Mohon tunggu...
Sam Tantular
Sam Tantular Mohon Tunggu... -

titi dan koffie

Selanjutnya

Tutup

Sosbud

Menjadi Perempuan

12 Maret 2014   01:29 Diperbarui: 24 Juni 2015   01:02 16
+
Laporkan Konten
Laporkan Akun
Kompasiana adalah platform blog. Konten ini menjadi tanggung jawab bloger dan tidak mewakili pandangan redaksi Kompas.
Lihat foto
Sosbud. Sumber ilustrasi: KOMPAS.com/Pesona Indonesia

Entah kenapa, jaman menjadi semakin ganas dan terlampau cengeng, gampang mabuk dan layu layaknya sayuran yang kata ibuk saya jadi semakin gampang busuk dan gampang cepat matang. Jika ini mengenai kawan-kawan perempuan saya, tapi rasanya saya bisa memahami, maklum saya sudah dua puluh tahun lebih menjadi perempuan asli. Jadi begini, kaum saya, perempuan-perempuan macam kami selalu merassa tidak puas dengan kehidupan. Mersa perlu memberontak, selalu merasa perlu berteriak ke kuping setiap orang, bahkan ke corong pabrik dan corong minyak kelapa.

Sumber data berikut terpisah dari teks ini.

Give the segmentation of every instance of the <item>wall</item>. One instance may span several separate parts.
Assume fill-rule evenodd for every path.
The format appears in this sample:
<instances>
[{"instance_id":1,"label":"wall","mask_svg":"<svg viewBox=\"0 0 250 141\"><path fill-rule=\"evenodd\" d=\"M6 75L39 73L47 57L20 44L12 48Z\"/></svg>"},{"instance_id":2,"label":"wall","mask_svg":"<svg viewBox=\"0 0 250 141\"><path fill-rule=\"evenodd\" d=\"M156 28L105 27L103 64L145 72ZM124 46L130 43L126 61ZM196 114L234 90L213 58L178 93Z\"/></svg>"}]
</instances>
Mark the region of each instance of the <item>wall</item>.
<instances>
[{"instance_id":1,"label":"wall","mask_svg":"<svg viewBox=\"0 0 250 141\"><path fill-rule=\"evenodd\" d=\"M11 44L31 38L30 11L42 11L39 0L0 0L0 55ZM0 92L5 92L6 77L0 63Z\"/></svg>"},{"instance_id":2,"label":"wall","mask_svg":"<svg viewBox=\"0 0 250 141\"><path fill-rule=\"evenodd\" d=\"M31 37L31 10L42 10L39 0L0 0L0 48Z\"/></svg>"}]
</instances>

"Kami mau dianggap manusia! SETARA!"

Aduh, modyar! Saya tidak tahu sebenarnya bagaimana harus menata letak duduk saya dan pikiran saya. Berusaha secara mandiri berfikir, menggerakkan setiap sel otak dan menyambungkan jalinannya. Ini rumit sekaligus menggelikan.

"Mbok uwis, toh yo… mbok uwis… ", batin saya sebenarnya. Lantas kembali muncul beragam gambar, "TIDAK BISA! Bukankah sudah separah ini luka lebam kita", sisi keperempuanan saya kembali bangkit menggugat.

Saya lepaskan pelan-pelan segala jumawa pikiran ideal saya dalam menatap dunia. Sembari membantu menurunkan rok yang telah diangkat tinggi-tinggi oleh kawan-kawan perempuan saya sebagai aksi protes terhadap penindasan dan pelecehan massal terhadap kami oleh berbagai budaya dan masyarakat. Menurunkan poster-poster iklan cara menggunakan kondom dengan benar. Mematikan pengeras suara soal pemahaman “kuasa terhadap tubuh perempuan” yang sedang teman kami coba diktekan kepada kami di silang Monas.  Juga menyeka peluh dan membantu mengibaskan jilbab dari debu yang mengotori kemurnian hati kami yang paling bening. Tentang penegakan syariat, khilafah, kampanye penggunaan jilbab guna mencegah pelecehan seksual, tanpa memahami akar masalah dan kondisi sosial-budaya-antropoligi suatu wilayah.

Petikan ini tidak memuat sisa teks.